Bangalore: A Panama-flagged cargo ship MV Rezzak, that went missing in the Black Sea on 18 February with 25 Indian sailors on board, misjudged the stormy seas, India’s maritime regulator has found.
The ship “underestimated the prevailing stormy weather and sea conditions for safe navigation” when it sailed from Novorossysk port in Russia on 17 February, carrying steel billets to Bartin Limani port in Turkey, the provisional investigation report of the directorate general of shipping has said. Maritime authorities of India, Turkey, Russia and Panama have so far failed to trace the missing ship and its Indian crew.
Turkish maritime authorities called off search and rescue for Rezzak’s crew a week later. Panama may conduct an underwater survey. Meanwhile, families of Rezzak’s 25 crew members have petitioned the Maharashtra Human Rights Commission for its intervention to trace the seamen. They have also sent copies of the memorandum to the President and Prime Minister of India.
The family members have also demanded action against Pelican Marine Pvt. Ltd that provided seamen to the missing vessel, saying the company did not have a proper licence to recruit. The company declined to comment on this.
The maritime regulator has also ordered an inquiry into the Mumbai-based ship management company.
“British Marine, the insurance company, will compensate the next of kin,” said a Pelican Marine executive, who did not want to be named.
The company is blaming the ship’s captain for sailing despite the bad weather, but friends and relatives of the missing sailors claim the company is just trying to evade responsibility. Their memorandum has also pointed out that the ship was detained in Russia after it was found to have nearly 37 defects.

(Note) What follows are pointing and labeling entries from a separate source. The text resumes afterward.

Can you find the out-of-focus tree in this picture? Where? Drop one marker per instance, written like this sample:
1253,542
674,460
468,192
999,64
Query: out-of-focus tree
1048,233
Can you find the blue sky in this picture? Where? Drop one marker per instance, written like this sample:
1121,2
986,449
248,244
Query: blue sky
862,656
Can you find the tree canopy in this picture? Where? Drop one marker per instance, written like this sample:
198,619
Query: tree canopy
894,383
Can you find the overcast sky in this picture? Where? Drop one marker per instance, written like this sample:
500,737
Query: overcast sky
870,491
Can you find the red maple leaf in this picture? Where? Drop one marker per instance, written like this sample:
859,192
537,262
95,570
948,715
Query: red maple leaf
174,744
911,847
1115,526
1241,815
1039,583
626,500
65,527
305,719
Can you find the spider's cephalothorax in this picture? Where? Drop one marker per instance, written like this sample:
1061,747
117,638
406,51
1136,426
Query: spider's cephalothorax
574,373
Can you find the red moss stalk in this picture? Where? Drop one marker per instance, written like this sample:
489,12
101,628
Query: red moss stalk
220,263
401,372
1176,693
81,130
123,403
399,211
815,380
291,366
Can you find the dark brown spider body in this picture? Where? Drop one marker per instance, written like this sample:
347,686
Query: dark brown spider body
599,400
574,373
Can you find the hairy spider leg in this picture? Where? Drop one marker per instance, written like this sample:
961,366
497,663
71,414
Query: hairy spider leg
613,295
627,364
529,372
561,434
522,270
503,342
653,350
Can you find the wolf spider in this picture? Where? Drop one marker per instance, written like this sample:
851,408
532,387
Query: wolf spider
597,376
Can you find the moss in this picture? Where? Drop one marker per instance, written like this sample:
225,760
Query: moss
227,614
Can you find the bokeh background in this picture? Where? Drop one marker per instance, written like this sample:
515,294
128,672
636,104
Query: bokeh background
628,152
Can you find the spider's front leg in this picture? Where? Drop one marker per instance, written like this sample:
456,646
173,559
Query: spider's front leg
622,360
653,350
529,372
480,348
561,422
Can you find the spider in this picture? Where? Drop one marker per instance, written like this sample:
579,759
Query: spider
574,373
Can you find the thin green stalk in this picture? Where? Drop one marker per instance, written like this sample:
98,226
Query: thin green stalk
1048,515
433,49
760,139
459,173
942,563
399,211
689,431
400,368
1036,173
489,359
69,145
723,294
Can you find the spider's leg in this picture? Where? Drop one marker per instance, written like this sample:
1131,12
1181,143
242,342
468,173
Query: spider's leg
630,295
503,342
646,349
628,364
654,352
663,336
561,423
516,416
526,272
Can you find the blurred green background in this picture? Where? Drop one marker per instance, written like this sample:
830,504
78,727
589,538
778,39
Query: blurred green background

The directorate has asked for a report on the technical fitness of the ship and matters relating to crew from the ship’s manager, said Deepak Kapoor, who prepared the interim investigation report for India. The ship’s technical manager and operator was CMR Denizcilik ve Ticaret AS of Istanbul.
India’s maritime administration will now wait for the safety investigation report that the Panama Maritime Authority is finalizing.
“The Directorate General of Shipping has taken up the matter with the lead investigating state Panama to conduct their safety investigation expeditiously but thoroughly encompassing the piracy and fraud angles, which have been raised and cannot be dismissed till the vessel can be located,” said Kapoor, who is also a technical officer with the directorate. “Interpol in Russia, Turkey and Panama are being continuously pursued through the CBI (Central Bureau of Investigation) for probing the case and their response is awaited,” he said.
After leaving Novorossysk port, the ship steered a course of 210 degrees heading towards Sinop on the Turkish coast. The master of another vessel, MV Adnan Kaptan, which also sailed from Novorossysk around the same time and took shelter close to the Turkish coast near Sinop, reportedly advised Rezzak to also take shelter. However, the latter altered course to 270 degrees and continued to Bartin Limani, records from the onshore tracking system showed.
To rule out piracy, the directorate had asked assistance from the piracy reporting centre of the International Maritime Bureau in locating the missing ship and crew.
However, nothing emerged from that exercise.